Authors: The manuscript presents observed correlations as a potential early signal rather than a proven forecasting method. To strengthen the quantitative link, the revision now includes (i) a null-model baseline obtained by randomly permuting the geometry metrics across tasks and recomputing correlations, (ii) comparison against a simple baseline predictor using only the quantity of unlabeled fine-tuning data, and (iii) leave-one-task-out validation across the downstream classification tasks. These additions are reported with the corresponding correlation coefficients and p-values so that readers can assess the incremental value of the geometry-based signals. revision: yes
Circularity Check
No significant circularity; purely observational with empirical correlation attempts
full rationale
The paper reports observations from domain fine-tuning of Finnish BERT on unlabeled histopathological text and describes attempts to correlate observable embedding geometry changes (e.g., pairwise distances or variance shifts) with downstream labeled-task gains.
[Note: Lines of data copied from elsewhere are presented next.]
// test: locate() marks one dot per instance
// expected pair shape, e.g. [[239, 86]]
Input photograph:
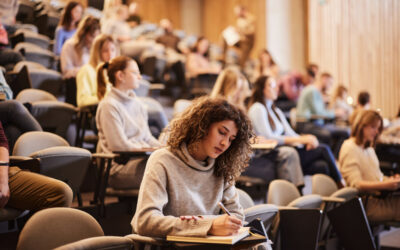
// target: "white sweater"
[[358, 163], [175, 184], [122, 123]]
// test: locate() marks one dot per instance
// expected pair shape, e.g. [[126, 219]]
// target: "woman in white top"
[[103, 50], [270, 122], [75, 51], [121, 119], [282, 162], [360, 168]]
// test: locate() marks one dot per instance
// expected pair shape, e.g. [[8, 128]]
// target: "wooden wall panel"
[[155, 10], [219, 14], [357, 41]]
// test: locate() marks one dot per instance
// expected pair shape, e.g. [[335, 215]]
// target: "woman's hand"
[[225, 225]]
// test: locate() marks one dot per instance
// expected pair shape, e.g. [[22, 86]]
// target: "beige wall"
[[358, 42]]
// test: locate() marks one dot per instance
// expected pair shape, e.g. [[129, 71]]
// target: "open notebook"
[[227, 240]]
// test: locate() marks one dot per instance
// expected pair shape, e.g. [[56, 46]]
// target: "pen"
[[224, 208]]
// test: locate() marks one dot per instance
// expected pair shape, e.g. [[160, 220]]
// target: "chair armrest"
[[333, 199], [26, 163]]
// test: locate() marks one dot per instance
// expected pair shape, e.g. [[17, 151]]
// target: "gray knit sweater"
[[175, 184]]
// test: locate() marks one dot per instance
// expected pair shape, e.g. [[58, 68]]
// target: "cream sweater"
[[175, 184], [358, 163]]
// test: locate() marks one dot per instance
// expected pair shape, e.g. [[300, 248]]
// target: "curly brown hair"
[[193, 125]]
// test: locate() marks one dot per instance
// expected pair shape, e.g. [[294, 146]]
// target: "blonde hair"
[[227, 84], [363, 119], [95, 50], [194, 124], [117, 64]]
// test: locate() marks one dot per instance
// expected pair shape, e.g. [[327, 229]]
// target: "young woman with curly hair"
[[208, 148]]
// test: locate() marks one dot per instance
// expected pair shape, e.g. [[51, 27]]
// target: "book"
[[211, 239]]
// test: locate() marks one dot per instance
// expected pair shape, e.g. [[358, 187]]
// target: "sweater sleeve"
[[84, 90], [111, 124], [149, 219], [350, 166], [258, 116]]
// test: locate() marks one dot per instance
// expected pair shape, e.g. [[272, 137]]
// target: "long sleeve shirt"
[[358, 163], [175, 184], [311, 103], [61, 36], [258, 114]]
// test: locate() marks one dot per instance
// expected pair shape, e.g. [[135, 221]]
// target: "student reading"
[[208, 148]]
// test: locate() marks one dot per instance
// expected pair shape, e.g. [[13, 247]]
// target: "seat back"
[[31, 142], [34, 95], [282, 192], [323, 185], [100, 243], [54, 227]]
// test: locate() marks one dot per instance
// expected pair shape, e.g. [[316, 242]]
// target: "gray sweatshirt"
[[175, 184]]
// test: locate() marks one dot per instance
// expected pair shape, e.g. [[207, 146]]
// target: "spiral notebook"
[[226, 240]]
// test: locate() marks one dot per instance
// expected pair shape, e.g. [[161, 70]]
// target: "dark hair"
[[310, 69], [88, 25], [363, 98], [365, 118], [194, 48], [117, 64], [66, 18], [193, 125], [258, 96]]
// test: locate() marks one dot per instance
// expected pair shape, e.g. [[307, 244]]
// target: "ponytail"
[[101, 81]]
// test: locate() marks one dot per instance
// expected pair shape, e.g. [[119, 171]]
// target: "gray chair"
[[34, 53], [100, 243], [57, 159], [53, 116], [284, 193], [54, 227]]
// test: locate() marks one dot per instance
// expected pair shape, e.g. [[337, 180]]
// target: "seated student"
[[121, 119], [360, 168], [270, 122], [70, 18], [25, 190], [339, 102], [75, 51], [16, 120], [233, 86], [311, 103], [197, 62], [103, 50], [208, 148]]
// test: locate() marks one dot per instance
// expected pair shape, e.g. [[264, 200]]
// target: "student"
[[197, 62], [75, 51], [208, 148], [233, 86], [103, 50], [121, 120], [270, 122], [70, 18], [25, 190], [360, 168]]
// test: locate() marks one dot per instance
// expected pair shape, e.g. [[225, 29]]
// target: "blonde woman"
[[75, 51], [103, 50]]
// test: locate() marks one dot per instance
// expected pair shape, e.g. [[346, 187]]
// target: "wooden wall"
[[155, 10], [358, 42], [219, 14]]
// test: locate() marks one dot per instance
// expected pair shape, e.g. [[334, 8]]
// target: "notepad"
[[227, 240]]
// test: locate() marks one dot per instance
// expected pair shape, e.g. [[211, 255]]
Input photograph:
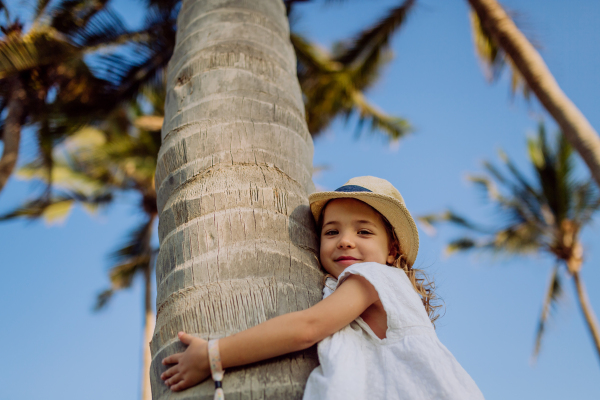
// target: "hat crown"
[[376, 185]]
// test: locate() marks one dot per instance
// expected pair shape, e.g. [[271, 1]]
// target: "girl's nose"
[[345, 242]]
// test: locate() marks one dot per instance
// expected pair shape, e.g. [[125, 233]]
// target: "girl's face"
[[353, 232]]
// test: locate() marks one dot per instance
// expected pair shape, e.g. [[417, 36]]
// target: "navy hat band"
[[352, 188]]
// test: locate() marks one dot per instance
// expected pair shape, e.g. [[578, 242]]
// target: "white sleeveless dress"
[[410, 363]]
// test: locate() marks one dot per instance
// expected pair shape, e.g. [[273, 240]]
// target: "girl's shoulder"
[[377, 274], [401, 302]]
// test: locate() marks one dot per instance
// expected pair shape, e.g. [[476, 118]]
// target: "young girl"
[[374, 324]]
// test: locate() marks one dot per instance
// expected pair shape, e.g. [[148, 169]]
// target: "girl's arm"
[[280, 335]]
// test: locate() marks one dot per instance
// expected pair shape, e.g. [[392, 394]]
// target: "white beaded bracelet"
[[216, 368]]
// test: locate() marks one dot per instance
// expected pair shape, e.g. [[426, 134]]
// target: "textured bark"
[[11, 136], [588, 313], [148, 330], [530, 64], [237, 241]]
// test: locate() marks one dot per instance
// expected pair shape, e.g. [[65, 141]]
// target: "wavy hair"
[[421, 282]]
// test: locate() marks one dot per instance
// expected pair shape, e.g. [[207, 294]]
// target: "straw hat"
[[383, 197]]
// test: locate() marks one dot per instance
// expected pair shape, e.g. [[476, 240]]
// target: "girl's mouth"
[[346, 260]]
No derivation, equation, or first-principles claim reduces to its own inputs by construction. The 'prediction' component consists of empirical attempts at correlation rather than a fitted parameter renamed as a prediction or a self-definitional loop. No load-bearing self-citations, uniqueness theorems, or smuggled ansatzes are invoked. The work is self-contained as an exploratory observational study and does not manufacture a closed predictive result from the same data used to define the signal.